Let’s start with the “money quote” in the article from F-Secure’s Sean Sullivan: “Last year there were more online bank robberies than there were actual on-site bank robberies.”  You can be sure that this quote is going to get a lot of airplay on Twitter and in the popular press.  I even understand what Sean is saying here– there were numerically more cases of on-line banking fraud than there were physical hold-ups at banking institutions.  I might even believe this.

The problem with the quote is that it ignores one important point.  When a real-world bank is held up, the bank’s insurance covers the cost of any losses.  When a small business is the victim of on-line banking fraud, the bank is not legally obligated to make good the loss– a fact that is even noted later in the original article.  The reality is that in on-line banking fraud, the bank is not the victim, their customers are.  So while the quote is surely an attention-grabber, it ignores the critical fact that in the on-line world, the financial institutions have managed to transfer a whole lot of risk squarely into the laps of their customers.

The article goes on to extol the virtues of multi-factor authentication systems, including passwords, keys, security questions, personalized pictures, and so on.  We even get another quote from Sean Sullivan: “The more layers you have before you get to your account, the safer you are.”  Really? Then why does Sullivan also state in the same article, “Some more advanced types of Trojans can make fraudulent transfers and drain your account while you are logged on to the account online.”

The reality that banks may not want to admit right now is that readily available malware kits like Zeus are completely bypassing the bank’s on-line security protocols.  This happens because the attacker has simply taken over the victim’s machine and is using the victim’s own credentials to conduct the fraudulent transactions. It doesn’t matter how many “layers” you have when the attackers own the victim’s system.  To borrow Bruce Schneier’s phrase, all of those hoops that your on-line bank makes you jump through are not much more than “security theatre” at this point.

Finally there’s the standard wrap-up for an article of this type: the dreaded “How to Help Protect Your Account” list of bullet items.  These lists always include advice on keeping your anti-virus/anti-spyware up-to-date and turning on auto-updates (it’s #2 in the list in this article).  Well guess what?  Perhaps more than half of the PCs infected with the Zeus banking malware had up-to-date virus signatures and patches.

And of course there’s the exhortation to “Use a strong password with letters and numbers combined.”  How exactly is a strong password going to help you when the attackers learn what the password is as soon as you enter it into your web browser?  Can we please stop suggesting that passwords– strong or otherwise– are going to help here?

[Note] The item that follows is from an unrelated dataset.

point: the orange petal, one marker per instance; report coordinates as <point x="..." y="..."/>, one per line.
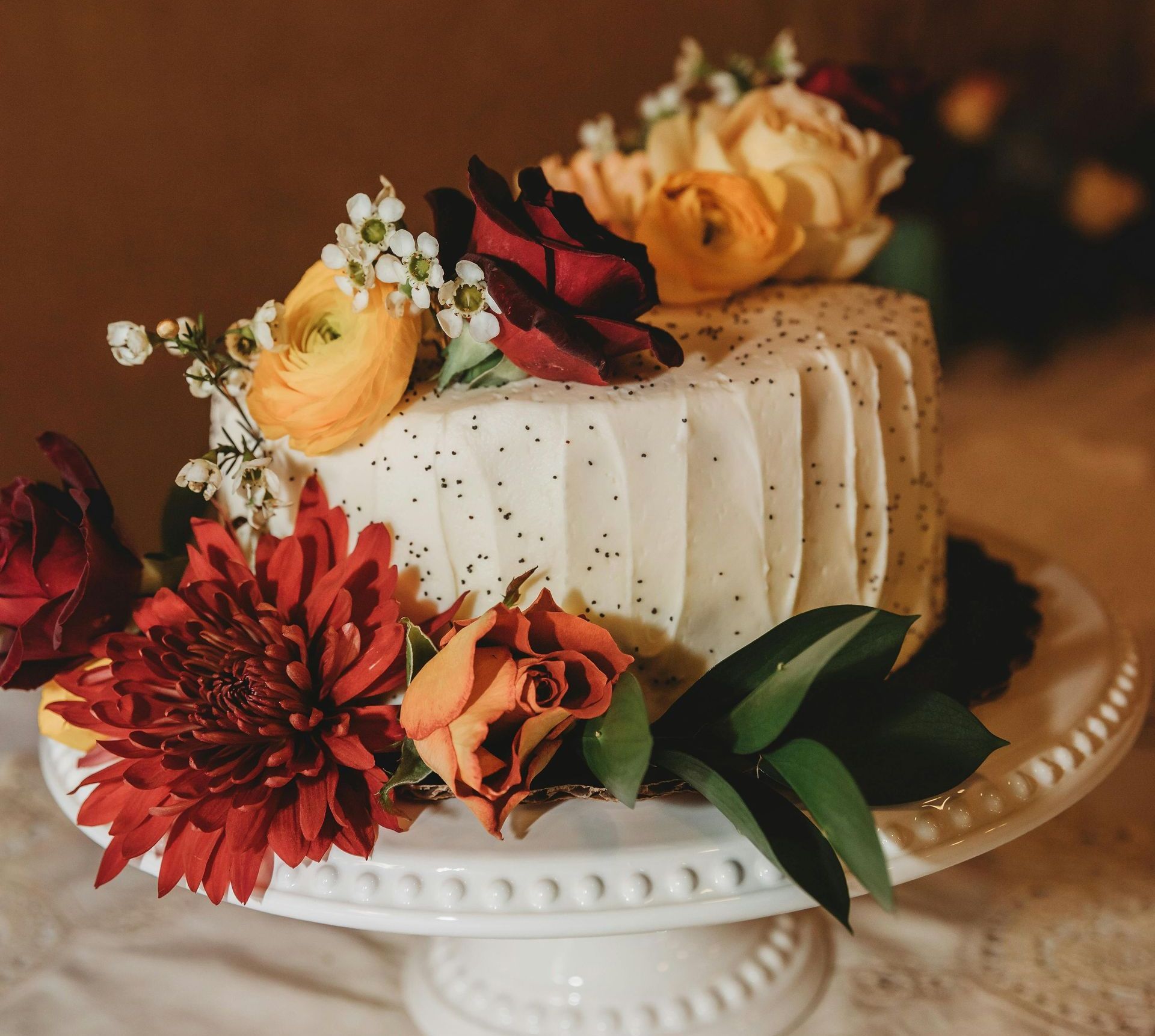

At this point, I’m not sure there’s a way for normal users to achieve a reasonable level of security for on-line banking.  The “attack surface” of a typical home computer is so vast that attackers will find a way to compromise the system.  The best suggestion I’ve heard floated to date– using a dedicated computer for on-line banking— seems too expensive to be reasonable for home users, or even a typical small business (to say nothing of the inconvenience factor).

The bottom line is that current on-line security measures are not stopping thieves. We need to stop publishing articles that suggest that there is some magic litany of security steps an average user can take to make their on-line banking secure.  If users were to abandon on-line banking– which is a huge money-saver for financial institutions compared to bricks and mortar branches with live tellers– you can bet that the banks might actually start working on some more effective security measures.

Similarly, as long as the banks can keep pushing their liability onto their customers, they have no incentive to fix the problem.  We need more customers who are willing to go after their banks to recover their lost funds.  Small business groups should agitate for the same sorts of protections that are afforded to individual accounts.  By pushing the liability back onto the financial institutions, we make it more likely that the banks will actually spend their own money beefing up their on-line security measures and back-end fraud detection.